Ted Stevens Prosecution Report Filed With Washington Court
By Tom Schoenberg – Mar 15, 2012 8:58 AM ET
A report detailing allegedly pervasive misconduct in the failed corruption case against the late Alaska Senator Ted Stevens was filed in federal court after some prosecutors fought to keep it under seal.
“The investigation and prosecution of U.S. Senator Ted Stevens were permeated by the systematic concealment of significant exculpatory evidence, which would have independently corroborated Senator Stevens’s defense and his testimony, and seriously damaged the testimony and credibility of the government’s key witness,” according to the report filed by Henry Schuelke III in federal court in Washington today.
U.S. District Judge Emmet Sullivan set aside the verdict against Stevens in April 2009 and ordered an investigation into whether prosecutors’ conduct, which he said was the worst he had seen in 25 years on the bench, was criminal.

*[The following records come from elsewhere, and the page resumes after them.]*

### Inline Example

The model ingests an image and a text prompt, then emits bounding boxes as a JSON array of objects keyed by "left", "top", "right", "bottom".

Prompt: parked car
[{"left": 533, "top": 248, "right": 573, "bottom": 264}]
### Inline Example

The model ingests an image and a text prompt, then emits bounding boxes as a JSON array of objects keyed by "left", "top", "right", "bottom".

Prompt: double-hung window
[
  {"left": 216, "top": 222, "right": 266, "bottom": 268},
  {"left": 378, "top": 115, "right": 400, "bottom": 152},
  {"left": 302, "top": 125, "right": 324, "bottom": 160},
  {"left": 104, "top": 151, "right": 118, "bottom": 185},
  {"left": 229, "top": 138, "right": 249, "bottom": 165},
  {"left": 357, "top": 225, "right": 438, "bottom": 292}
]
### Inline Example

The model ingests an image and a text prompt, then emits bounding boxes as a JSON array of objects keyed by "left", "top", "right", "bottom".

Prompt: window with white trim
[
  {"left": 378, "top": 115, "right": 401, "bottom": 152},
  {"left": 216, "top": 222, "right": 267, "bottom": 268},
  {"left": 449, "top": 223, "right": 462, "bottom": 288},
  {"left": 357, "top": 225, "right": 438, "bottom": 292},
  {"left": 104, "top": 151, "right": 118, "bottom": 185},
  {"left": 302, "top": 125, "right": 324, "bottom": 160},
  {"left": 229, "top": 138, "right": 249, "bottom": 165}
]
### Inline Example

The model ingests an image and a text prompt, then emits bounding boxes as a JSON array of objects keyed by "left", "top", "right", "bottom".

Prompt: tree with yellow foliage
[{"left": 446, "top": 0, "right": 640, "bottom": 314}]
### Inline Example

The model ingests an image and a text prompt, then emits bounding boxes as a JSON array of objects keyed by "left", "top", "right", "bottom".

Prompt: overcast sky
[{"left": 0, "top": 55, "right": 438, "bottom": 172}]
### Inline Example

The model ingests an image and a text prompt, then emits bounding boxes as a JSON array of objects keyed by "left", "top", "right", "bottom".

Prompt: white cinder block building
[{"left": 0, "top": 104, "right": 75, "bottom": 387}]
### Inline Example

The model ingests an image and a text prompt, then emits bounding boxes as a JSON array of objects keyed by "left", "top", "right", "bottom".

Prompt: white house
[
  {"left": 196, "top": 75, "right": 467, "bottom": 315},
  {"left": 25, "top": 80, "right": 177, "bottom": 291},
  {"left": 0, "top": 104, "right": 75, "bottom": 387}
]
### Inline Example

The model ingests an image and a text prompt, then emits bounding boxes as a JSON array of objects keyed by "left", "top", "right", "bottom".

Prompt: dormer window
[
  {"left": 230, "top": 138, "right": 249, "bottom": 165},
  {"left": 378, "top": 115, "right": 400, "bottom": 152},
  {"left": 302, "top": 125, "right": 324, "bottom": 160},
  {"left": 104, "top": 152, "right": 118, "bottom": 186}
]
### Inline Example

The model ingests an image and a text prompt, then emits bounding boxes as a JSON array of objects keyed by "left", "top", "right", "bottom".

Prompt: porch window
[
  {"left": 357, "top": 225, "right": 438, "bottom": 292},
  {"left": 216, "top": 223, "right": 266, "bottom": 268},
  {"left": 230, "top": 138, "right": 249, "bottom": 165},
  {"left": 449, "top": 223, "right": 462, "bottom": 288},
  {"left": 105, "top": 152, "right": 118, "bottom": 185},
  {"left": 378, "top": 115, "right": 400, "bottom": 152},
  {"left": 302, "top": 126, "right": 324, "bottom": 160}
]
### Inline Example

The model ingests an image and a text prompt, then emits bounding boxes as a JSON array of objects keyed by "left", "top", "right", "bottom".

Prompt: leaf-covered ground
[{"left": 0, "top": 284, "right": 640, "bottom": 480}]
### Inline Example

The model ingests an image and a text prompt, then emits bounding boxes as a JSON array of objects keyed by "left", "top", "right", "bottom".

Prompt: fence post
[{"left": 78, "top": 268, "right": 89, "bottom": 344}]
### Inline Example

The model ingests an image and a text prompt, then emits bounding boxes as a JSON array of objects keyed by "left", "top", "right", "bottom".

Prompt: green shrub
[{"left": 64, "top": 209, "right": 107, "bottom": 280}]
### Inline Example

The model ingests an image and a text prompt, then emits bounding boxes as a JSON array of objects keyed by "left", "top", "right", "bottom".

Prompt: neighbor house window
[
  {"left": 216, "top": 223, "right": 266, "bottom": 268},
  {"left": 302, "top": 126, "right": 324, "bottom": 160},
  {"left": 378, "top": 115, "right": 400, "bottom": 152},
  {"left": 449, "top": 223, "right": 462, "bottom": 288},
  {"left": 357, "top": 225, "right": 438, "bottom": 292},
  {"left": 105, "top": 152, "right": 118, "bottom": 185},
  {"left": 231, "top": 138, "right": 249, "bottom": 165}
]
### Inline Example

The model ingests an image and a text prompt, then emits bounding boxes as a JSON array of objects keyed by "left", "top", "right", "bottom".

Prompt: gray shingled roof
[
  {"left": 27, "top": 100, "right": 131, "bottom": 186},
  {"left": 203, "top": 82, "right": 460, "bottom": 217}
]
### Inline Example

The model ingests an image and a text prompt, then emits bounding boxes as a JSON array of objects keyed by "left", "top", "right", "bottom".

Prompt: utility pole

In November, Sullivan said Schuelke had concluded the prosecutors’ misconduct didn’t warrant criminal contempt charges. The judge, who oversaw the trial and appointed Schuelke, ordered prosecutors and lawyers for Stevens and other witnesses to argue whether the report should be made public.
Four of the Stevens prosecutors objected to releasing the report, claiming that Schuelke’s investigation should be treated like a grand jury probe, which is nonpublic and bound by secrecy rules.
The Justice Department abandoned the case against Stevens after Attorney General Eric Holder discovered the prosecutors withheld evidence that would have helped Stevens contest charges he omitted $250,000 worth of gifts on his financial disclosure reports.
Stevens, a Republican who served 40 years in the Senate, lost a re-election campaign in 2008. He died in a plane crash in 2010 at age 86.
The case is In re Special Proceedings, 09-00198, U.S. District Court, District of Columbia (Washington).